Orwell

L’azione di Orwell inizia da un attentato terroristico che turba la serenità della Nazione, uno stato immaginario che sotto la superficie apparentemente tranquilla e democratica nasconde la predisposizione di uno stato, appunto, Orwelliano.

Nei panni di un investigatore, dovremo usare la piattaforma Orwell per scovare i responsabili dell’attentato e impedire future azioni terroristiche. Un compito nobile che richiederà, tuttavia, un’azione di sorveglianza e accesso alle informazioni personali di tutti i possibili ‘sospetti’.

L’area e l’interfaccia di gioco rappresentano la nostra console di lavoro. Una sorta di desktop dal quale possiamo accedere a chat, mail, Internet e social network. Tutte le informazioni che raccoglieremo andranno a comporre sia il nostro materiale di gioco che la storia sulla quale si articola l’avventura.

Quello che ci viene richiesto è, in pratica, spulciare informazioni ed inserirle nei profili dei nostri sorvegliati. L’insieme delle informazioni raccolte deciderà le azioni dei nostri superiori, eventuali arresti o interventi governativi. Dovremo, quindi, valutare attentamente cosa selezionare: quel commento sarcastico sui social indica una personalità sovversiva? Le sue conoscenze che significato hanno?

Ma soprattutto: la mia simpatia nei confronti di quel personaggio quanto può influenzare le informazioni che sto raccogliendo?

orwell-2

Purtroppo uno degli aspetti che intaccano l’esperienza di gioco, e che non stimolano troppo ad andare oltre le prime ore è sicuramente la ripetitività del meccanismo. Grosso modo si spulciano informazioni e le si aggiungono a un ‘report’ in tempo reale sul quale vengono basate le successive azioni governative. Un lavoraccio da impiegato statale, insomma. Nel corso dell’avventura si sbloccano nuove modalità con cui si ottengono le informazioni (ad esempio l’intercettazione telefonica tra due sospetti o l’accesso ai dispositivi elettronici degli stessi) ma in generale il meccanismo è sempre quello: spia, seleziona e sii consapevole di cosa stai facendo.
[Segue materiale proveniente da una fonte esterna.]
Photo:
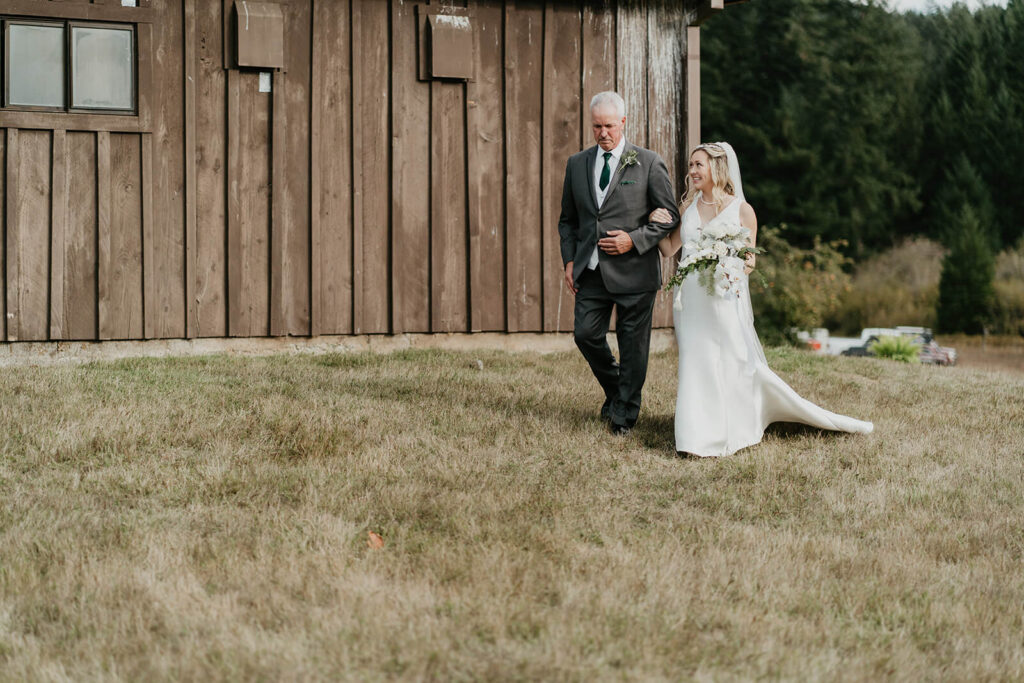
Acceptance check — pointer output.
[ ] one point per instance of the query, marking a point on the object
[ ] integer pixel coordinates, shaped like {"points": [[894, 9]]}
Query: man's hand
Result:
{"points": [[617, 242]]}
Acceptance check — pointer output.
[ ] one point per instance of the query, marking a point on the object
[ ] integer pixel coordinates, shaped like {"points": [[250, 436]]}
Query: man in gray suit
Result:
{"points": [[609, 249]]}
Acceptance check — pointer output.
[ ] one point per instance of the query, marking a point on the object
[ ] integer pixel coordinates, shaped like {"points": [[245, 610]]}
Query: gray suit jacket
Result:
{"points": [[634, 191]]}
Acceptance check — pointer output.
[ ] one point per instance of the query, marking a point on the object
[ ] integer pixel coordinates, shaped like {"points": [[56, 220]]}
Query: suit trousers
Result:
{"points": [[622, 382]]}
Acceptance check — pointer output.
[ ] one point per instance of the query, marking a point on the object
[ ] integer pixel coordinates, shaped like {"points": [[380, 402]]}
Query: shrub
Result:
{"points": [[793, 287], [897, 287], [966, 291], [896, 348]]}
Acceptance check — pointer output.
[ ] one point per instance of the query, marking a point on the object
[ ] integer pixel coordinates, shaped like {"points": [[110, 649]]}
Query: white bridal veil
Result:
{"points": [[755, 352]]}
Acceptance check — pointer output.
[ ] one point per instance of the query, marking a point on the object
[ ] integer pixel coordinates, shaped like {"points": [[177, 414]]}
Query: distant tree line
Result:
{"points": [[857, 123]]}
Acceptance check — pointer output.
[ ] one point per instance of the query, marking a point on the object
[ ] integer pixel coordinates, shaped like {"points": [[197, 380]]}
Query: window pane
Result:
{"points": [[35, 66], [101, 67]]}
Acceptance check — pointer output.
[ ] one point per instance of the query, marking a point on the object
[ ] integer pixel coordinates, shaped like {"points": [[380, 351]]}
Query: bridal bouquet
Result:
{"points": [[719, 255]]}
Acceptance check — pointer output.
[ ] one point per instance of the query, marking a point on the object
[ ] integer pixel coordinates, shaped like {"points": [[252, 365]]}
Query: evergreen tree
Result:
{"points": [[966, 289]]}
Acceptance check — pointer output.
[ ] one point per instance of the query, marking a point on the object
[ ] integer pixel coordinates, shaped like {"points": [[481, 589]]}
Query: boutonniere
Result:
{"points": [[629, 159]]}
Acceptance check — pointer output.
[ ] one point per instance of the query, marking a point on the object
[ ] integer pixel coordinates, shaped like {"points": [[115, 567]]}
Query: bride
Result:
{"points": [[727, 394]]}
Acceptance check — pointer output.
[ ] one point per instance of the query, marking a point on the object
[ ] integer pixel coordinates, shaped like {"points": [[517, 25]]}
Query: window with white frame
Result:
{"points": [[69, 66]]}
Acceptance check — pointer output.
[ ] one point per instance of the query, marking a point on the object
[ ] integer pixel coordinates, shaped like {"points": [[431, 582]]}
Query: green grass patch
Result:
{"points": [[207, 519]]}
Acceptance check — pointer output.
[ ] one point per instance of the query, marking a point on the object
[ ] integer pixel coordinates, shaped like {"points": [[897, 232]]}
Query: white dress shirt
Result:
{"points": [[598, 167]]}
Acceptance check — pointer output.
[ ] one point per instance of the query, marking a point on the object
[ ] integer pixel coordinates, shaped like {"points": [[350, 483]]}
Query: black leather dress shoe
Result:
{"points": [[621, 430]]}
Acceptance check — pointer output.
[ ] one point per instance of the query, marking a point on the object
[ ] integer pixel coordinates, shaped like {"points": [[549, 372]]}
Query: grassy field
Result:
{"points": [[208, 518]]}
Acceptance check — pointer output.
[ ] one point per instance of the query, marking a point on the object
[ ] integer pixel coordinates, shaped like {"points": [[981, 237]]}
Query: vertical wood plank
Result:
{"points": [[358, 171], [12, 235], [666, 77], [103, 255], [121, 243], [632, 67], [448, 209], [692, 87], [485, 150], [190, 160], [410, 194], [296, 215], [150, 273], [333, 145], [523, 71], [561, 139], [29, 204], [81, 296], [4, 221], [166, 303], [598, 57], [58, 214], [279, 226], [210, 273], [370, 166], [248, 206], [315, 159]]}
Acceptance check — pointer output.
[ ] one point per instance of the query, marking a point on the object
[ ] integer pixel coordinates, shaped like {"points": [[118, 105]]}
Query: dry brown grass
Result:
{"points": [[207, 519], [1004, 352]]}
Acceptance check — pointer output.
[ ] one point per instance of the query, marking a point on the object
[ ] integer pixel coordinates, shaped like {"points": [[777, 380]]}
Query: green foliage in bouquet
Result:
{"points": [[706, 267], [800, 288], [896, 348]]}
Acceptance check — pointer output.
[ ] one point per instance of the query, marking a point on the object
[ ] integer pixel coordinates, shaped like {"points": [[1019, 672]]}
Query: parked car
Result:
{"points": [[931, 352]]}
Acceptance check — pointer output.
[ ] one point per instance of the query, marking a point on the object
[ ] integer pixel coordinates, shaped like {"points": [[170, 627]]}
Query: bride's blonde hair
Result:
{"points": [[718, 165]]}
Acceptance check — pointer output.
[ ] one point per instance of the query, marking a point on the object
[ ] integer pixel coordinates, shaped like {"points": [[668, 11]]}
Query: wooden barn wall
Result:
{"points": [[352, 199]]}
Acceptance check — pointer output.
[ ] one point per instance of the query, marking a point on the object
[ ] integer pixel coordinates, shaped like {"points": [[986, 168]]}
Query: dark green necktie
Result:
{"points": [[606, 171]]}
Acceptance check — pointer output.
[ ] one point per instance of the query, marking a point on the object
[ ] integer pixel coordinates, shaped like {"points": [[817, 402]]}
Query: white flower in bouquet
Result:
{"points": [[719, 255]]}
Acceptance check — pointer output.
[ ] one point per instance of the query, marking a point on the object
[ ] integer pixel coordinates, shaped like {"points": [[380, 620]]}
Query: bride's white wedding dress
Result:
{"points": [[727, 394]]}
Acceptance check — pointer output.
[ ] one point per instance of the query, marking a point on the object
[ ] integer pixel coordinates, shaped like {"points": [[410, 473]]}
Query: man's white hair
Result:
{"points": [[609, 97]]}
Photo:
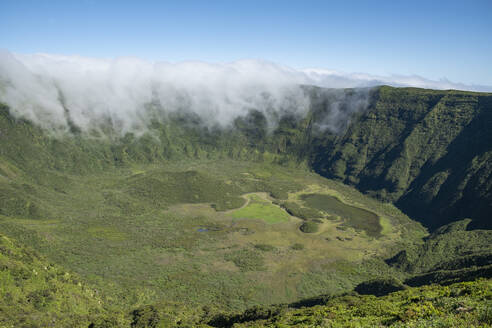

La cosa interessante che comunque mi ha lasciato un’ottima impressione di Orwell è la storia e la riflessione che viene innescata. Ti rendi conto, quasi in prima persona, di cosa significhi giudicare le persone in base a informazioni parziali. Degli errori e i pregiudizi che ne derivano. In questo si tratta di un gioco imbattibile e particolarmente istruttivo, tanto che gradirei seriamente di vederne una versione didattica (magari tagliata e tradotta) da far girare nelle scuole. Per arricchire il pensiero critico nei giovanissimi. Chissà, magari gli sviluppatori potrebbero farci un pensierino.

Se vuoi giocare ad Orwell, lo trovi qui.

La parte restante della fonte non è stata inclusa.